La moue tremblante, l'enfant opina doctement, toujours embêtée de ne pas savoir comment le réconforter. Elle était sûre que son papa et sa maman seraient tristes si quelqu'un de leur travail était tué. Là, elle aurait pu dire un truc comme « Maman va retrouver le méchant » mais elle savait maintenant que parfois, les méchants, ça ne se retrouvait pas… Et le gâteau au chocolat, ça marchait pour elle, mais pour Lucifer ?
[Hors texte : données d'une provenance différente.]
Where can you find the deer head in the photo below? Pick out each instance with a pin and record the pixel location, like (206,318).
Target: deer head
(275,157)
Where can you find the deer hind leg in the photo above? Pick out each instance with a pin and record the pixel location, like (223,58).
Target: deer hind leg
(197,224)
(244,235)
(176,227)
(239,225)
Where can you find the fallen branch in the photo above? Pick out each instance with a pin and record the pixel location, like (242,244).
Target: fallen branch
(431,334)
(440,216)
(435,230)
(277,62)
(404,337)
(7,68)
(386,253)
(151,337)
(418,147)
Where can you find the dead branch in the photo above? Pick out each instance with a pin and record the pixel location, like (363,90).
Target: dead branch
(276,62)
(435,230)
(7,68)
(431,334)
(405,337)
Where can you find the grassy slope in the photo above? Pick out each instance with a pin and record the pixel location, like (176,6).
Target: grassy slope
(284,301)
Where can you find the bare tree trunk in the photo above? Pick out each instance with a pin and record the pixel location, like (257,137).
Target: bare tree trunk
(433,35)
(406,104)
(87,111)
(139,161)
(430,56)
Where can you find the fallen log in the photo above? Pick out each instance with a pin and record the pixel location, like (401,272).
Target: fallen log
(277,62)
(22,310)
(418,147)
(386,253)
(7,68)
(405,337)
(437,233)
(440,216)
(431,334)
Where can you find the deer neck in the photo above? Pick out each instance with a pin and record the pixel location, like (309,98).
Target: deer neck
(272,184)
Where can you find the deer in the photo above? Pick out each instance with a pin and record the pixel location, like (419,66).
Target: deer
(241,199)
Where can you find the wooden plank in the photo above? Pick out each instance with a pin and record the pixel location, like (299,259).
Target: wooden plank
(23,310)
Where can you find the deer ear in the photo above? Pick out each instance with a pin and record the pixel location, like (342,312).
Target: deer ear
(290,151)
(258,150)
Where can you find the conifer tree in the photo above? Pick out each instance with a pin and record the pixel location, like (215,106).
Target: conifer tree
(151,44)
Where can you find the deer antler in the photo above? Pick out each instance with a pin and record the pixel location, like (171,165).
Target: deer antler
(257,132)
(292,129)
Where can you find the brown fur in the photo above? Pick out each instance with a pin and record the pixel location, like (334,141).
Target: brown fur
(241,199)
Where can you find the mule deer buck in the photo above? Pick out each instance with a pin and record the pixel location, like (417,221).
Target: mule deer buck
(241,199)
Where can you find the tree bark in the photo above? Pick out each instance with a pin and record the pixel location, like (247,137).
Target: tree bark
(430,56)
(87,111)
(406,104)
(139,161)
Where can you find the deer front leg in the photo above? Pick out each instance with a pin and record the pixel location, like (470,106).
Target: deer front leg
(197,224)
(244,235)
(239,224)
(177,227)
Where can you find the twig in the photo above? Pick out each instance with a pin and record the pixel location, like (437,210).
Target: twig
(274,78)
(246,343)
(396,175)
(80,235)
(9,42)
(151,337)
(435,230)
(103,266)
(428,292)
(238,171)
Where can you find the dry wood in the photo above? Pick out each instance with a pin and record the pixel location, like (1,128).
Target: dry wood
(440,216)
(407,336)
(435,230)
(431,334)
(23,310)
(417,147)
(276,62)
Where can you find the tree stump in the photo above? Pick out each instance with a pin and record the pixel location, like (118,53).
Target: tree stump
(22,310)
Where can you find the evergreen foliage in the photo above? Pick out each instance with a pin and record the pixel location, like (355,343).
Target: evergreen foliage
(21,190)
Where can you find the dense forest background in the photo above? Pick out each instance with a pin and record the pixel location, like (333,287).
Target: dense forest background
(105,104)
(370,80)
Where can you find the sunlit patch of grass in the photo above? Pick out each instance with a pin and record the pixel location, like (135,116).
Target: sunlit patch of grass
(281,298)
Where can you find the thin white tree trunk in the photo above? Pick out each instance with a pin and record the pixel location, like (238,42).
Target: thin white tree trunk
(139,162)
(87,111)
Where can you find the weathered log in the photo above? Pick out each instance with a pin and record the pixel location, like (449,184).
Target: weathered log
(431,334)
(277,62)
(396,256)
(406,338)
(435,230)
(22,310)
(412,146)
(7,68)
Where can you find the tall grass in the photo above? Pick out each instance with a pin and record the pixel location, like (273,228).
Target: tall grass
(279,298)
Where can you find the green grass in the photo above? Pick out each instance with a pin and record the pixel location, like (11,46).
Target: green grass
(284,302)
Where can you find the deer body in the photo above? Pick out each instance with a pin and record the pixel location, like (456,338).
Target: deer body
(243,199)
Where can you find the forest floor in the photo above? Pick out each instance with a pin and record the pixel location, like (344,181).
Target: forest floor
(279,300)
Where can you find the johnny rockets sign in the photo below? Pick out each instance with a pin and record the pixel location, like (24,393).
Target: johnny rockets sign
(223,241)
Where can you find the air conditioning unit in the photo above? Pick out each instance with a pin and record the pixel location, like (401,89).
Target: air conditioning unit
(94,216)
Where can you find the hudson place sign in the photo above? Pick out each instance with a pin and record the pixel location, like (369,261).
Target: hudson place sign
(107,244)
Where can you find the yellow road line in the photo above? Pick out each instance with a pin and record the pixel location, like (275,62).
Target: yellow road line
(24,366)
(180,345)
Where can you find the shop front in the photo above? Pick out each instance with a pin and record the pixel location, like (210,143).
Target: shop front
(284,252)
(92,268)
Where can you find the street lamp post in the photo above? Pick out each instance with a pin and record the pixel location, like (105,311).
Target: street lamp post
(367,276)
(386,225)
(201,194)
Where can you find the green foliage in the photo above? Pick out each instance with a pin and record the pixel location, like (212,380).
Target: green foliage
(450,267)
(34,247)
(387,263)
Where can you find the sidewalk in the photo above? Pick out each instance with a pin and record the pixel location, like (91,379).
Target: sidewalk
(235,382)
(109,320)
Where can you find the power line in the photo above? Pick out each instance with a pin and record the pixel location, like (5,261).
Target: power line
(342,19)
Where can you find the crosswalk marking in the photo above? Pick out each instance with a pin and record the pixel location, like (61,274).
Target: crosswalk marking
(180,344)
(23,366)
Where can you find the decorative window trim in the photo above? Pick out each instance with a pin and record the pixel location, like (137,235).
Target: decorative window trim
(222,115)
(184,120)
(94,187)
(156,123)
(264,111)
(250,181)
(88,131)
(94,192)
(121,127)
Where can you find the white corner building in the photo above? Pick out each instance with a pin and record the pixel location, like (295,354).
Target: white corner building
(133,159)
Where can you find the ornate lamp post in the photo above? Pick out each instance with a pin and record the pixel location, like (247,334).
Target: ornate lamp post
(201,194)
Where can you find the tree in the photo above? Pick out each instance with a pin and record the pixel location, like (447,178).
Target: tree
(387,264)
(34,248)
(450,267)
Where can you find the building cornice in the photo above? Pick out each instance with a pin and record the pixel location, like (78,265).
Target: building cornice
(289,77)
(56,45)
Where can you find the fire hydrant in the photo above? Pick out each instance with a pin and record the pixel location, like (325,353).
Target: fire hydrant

— Tu veux un jus de pomme ?

— Quoi ?

Vu sa tête choquée, c'était non. La petite fille ne lâcha pas l'affaire :

— Ah bon ? Maman dit que t'as toujours une bouteille de jus de pomme dans ta poche de dedans ta veste, pour te remonter le moral. Elle aime pas ça du tout et je comprends : c'est sucré, le sucre ça fait des caries, et le dentiste c'est cher…

— Oh. Je vois. Eh bien, elle t'a menti ! Ce qui, au passage, est déplorable.

— C'est quoi qu'il y a dedans alors ?

De l'alcool, pour qui tu me prends ?

Elle sourit malicieusement et mit sa main en corbeille autour de sa bouche pour chuchoter :

— Ah ouais. J'ai pas le droit de boire du cidre non plus mais j'ai goûté une fois, c'est bien meilleur que le champagne… Tu veux bien m'expliquer le rapport entre l'égomortification et les lapins ?

L'égomortification ? répéta-t-il avec un sourire en coin. Le docteur Linda va adorer celle-là.

— Sûrement. Mais pour les lapins ?

.

.

Face au silence persistant, la petite psychiatre blonde se cala mieux au fond de sa chaise, remonta la branche de ses lunettes, et posa les mains sur son genou croisé. Lucifer était sur sa banquette depuis une minute et se contentait de la fusiller du regard. Il fallait l'encourager.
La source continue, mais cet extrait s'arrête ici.